Article 2.1 of the Nigeria Data Protection Regulation (2019) laid down rules regarding Personal Data;
In addition to the procedures laid down in this Regulation or any other instrument
for the time being in force, Personal Data shall be:
a) collected and processed in accordance with specific, legitimate and lawful
purpose consented to by the Data Subject; provided that:
i. a further processing may be done only for archiving, scientific research,
historical research or statistical purposes for public interest;
ii. any person or entity carrying out or purporting to carry out data
processing under the provision of this paragraph shall not transfer any
Personal Data to any person;
b) adequate, accurate and without prejudice to the dignity of human person;
c) stored only for the period within which it is reasonably needed, and
d) secured against all foreseeable hazards and breaches such as theft,
cyberattack, viral attack, dissemination, manipulations of any kind, damage by
rain, fire or exposure to other natural elements.
NIGERIA DATA PROTECTION REGULATION
(2) Anyone who is entrusted with Personal Data of a Data Subject or who is in
possession of the Personal Data of a Data Subject owes a duty of care to the
said Data Subject;
(3) Anyone who is entrusted with Personal Data of a Data Subject or who is in
possession of the Personal Data of a Data Subject shall be accountable for his
acts and omissions in respect of data processing, and in accordance with the
principles contained in this Regulation.
By this Article, the Act not only protects Personal Data and its use, it also holds accountable all those who are entrusted with Personal Data in the event that they breach the duty of care owed by them.
Who are Data Subjects?
Data Subjects are defined by the Act as;
an identifiable person or one who can be identified directly or indirectly by reference to an identification factor this contemplates only natural persons legal persons such as companies are exempted controversially.
Article 2.3 of the Act mentions the need for the consent of Data Subjects (among other things) to be given before Personal Data can be collected from the Data Subject.
Article 2.4 states;
No consent shall be sought, given or accepted in any circumstance that may engender direct or indirect propagation of atrocities, hate, child rights violation, criminal acts and anti-social conduct.
By doing this, the Act protects people from Data Controllers who have improper motives towards their Data Subjects and holds them accountable to their third parties.
Who are Data Controllers?
any organisation that controls data, persons or entity who whether alone or with another determines the purposes and means of processing personal data.
The Data Controller is responsible for the Data Security of the Personal Data of its Data Subjects. Article 2.6 of the Act
Breach of Data Privacy
Article 2.10 of the Act provides the penalty for breach of the Data Protection Regualtion;
Any person subject to this Regulation who is found to be in breach of the data privacy right of any Data Subject
shall be liable, in addition to any other criminal liability, to the following:
a) in the case of a Data Controller dealing with more than 10,000 Data Subjects, payment of the fine of 2% of
Annual Gross Revenue of the preceding year or payment of the sun of 10 million Naira, whichever is greater;
b) in the case of a Data Controller dealing with less than 10,000 Data Subjects, payment of the fine of 1% of the Annual Gross Revenue of the preceding year or payment of the sum of 2 million Naira, whichever is greater.

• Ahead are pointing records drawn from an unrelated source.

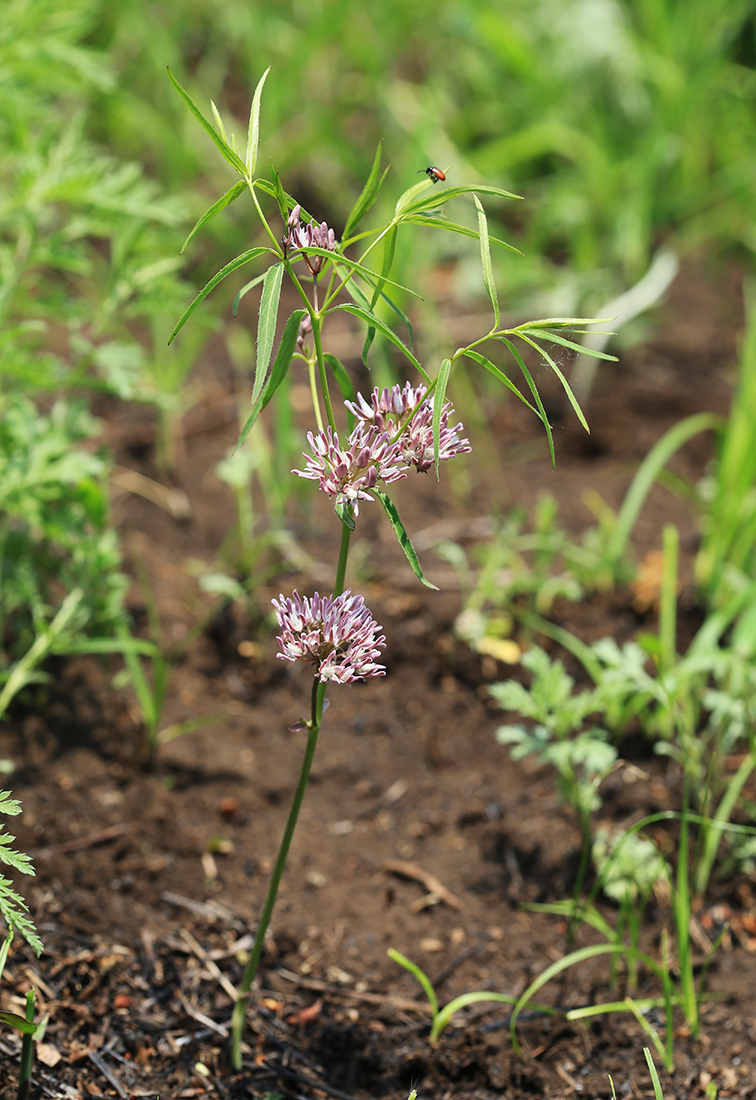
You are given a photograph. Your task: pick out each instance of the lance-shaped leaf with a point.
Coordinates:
(478, 358)
(489, 281)
(566, 386)
(281, 364)
(216, 208)
(371, 319)
(402, 536)
(269, 316)
(438, 221)
(434, 200)
(207, 125)
(245, 289)
(253, 129)
(370, 193)
(389, 249)
(439, 397)
(218, 277)
(534, 389)
(369, 275)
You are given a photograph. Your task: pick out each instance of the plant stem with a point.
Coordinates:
(26, 1053)
(251, 969)
(343, 554)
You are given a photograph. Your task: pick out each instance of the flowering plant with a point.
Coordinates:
(393, 430)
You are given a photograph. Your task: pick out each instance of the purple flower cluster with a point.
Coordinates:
(337, 634)
(391, 409)
(375, 451)
(307, 237)
(348, 472)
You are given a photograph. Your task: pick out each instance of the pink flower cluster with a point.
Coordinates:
(391, 409)
(307, 237)
(379, 449)
(337, 634)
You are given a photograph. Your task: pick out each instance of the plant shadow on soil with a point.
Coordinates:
(149, 882)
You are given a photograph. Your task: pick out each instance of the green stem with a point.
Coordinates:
(317, 337)
(251, 969)
(26, 1053)
(343, 554)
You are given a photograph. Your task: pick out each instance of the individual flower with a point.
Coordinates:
(390, 410)
(348, 473)
(307, 237)
(337, 634)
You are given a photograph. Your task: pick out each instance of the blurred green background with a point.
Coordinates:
(624, 123)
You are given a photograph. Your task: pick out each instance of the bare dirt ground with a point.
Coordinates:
(150, 880)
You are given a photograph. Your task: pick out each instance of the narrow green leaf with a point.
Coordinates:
(434, 200)
(439, 397)
(402, 536)
(419, 975)
(534, 389)
(245, 289)
(219, 122)
(223, 147)
(216, 208)
(338, 257)
(566, 386)
(389, 249)
(370, 193)
(478, 358)
(13, 1020)
(452, 227)
(232, 266)
(269, 317)
(253, 129)
(371, 319)
(281, 364)
(370, 336)
(486, 266)
(286, 201)
(581, 349)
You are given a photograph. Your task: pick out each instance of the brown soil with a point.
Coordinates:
(150, 881)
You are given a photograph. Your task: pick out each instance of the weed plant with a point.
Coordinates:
(390, 432)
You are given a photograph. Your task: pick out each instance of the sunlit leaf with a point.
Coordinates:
(269, 316)
(216, 208)
(253, 130)
(212, 133)
(245, 257)
(402, 536)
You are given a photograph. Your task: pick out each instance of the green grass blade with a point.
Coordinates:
(655, 1077)
(223, 147)
(419, 975)
(253, 129)
(647, 473)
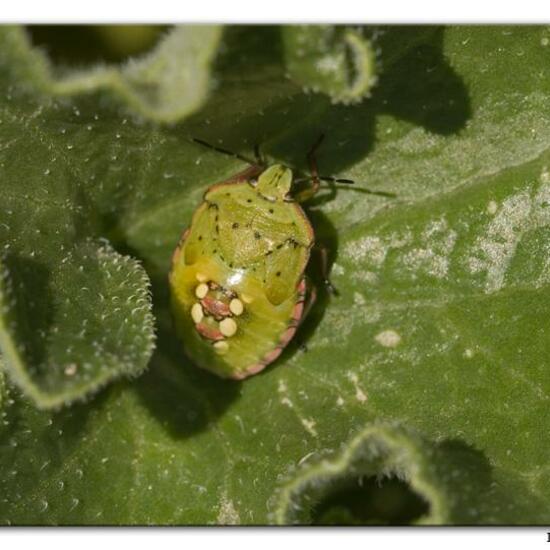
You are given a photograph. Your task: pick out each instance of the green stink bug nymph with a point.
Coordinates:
(237, 277)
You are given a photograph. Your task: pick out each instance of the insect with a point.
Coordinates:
(238, 289)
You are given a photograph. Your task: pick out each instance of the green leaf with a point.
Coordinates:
(166, 85)
(452, 482)
(433, 353)
(337, 61)
(87, 321)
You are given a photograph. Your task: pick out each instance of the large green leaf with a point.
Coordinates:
(439, 325)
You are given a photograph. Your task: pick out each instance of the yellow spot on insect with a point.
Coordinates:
(228, 327)
(201, 291)
(196, 313)
(221, 347)
(236, 306)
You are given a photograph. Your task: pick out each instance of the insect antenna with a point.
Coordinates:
(334, 183)
(230, 153)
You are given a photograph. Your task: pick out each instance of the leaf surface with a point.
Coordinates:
(429, 365)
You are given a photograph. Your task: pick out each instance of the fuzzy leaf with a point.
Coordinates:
(434, 351)
(339, 62)
(165, 85)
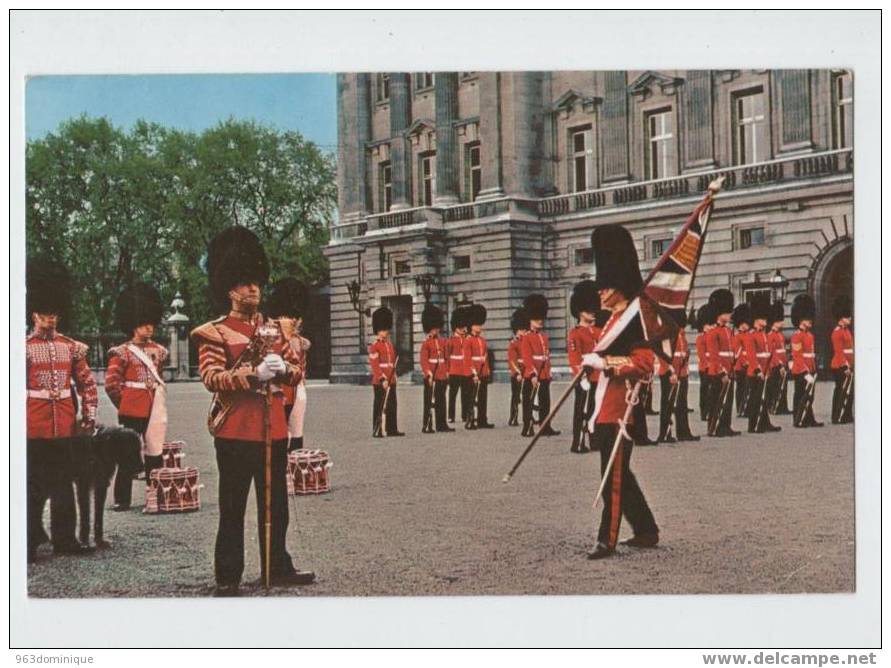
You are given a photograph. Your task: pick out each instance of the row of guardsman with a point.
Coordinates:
(742, 353)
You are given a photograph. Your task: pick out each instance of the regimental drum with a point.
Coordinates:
(308, 472)
(173, 491)
(172, 454)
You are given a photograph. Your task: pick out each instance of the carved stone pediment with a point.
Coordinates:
(646, 84)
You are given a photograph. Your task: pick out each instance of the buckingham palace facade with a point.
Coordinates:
(485, 186)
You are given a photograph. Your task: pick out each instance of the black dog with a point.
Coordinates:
(95, 459)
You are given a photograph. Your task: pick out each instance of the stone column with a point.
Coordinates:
(446, 101)
(614, 127)
(353, 132)
(400, 153)
(490, 135)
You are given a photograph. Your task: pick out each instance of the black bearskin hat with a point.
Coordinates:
(48, 288)
(584, 298)
(841, 307)
(615, 260)
(742, 315)
(381, 319)
(761, 307)
(519, 320)
(803, 308)
(721, 301)
(704, 316)
(235, 256)
(432, 318)
(287, 298)
(536, 306)
(476, 314)
(138, 305)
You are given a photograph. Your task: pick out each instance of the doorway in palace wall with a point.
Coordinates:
(833, 276)
(401, 306)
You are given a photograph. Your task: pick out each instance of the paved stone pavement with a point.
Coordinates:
(428, 514)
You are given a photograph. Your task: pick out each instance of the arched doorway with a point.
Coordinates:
(833, 275)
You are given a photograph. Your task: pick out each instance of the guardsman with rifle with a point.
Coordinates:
(842, 362)
(584, 304)
(434, 366)
(134, 384)
(618, 280)
(758, 367)
(244, 360)
(459, 374)
(54, 365)
(721, 358)
(476, 358)
(519, 324)
(742, 324)
(779, 362)
(535, 352)
(704, 322)
(804, 363)
(382, 360)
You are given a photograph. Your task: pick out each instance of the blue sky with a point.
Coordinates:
(304, 102)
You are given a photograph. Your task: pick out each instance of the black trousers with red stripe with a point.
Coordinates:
(621, 494)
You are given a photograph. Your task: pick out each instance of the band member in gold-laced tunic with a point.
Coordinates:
(245, 367)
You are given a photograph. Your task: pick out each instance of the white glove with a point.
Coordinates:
(594, 361)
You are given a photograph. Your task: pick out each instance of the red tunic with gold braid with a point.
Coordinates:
(220, 343)
(581, 341)
(128, 383)
(53, 361)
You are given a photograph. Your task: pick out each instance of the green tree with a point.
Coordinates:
(118, 206)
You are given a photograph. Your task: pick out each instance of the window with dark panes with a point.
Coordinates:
(661, 157)
(582, 158)
(751, 132)
(427, 178)
(385, 179)
(752, 236)
(843, 95)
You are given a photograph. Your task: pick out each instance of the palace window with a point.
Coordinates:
(474, 169)
(843, 98)
(582, 158)
(383, 87)
(427, 178)
(385, 180)
(751, 132)
(661, 156)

It is clear that the world has gone digital and there is no slowing down as more and more technological breakthroughs and applications keep popping up. It would be detrimental to us not only individually but as a community to not ride the coattails of digitalization. Now that people no longer need to earn money the traditional way, let us get acquainted with the laws and regulations guiding this fast moving train we call Technology.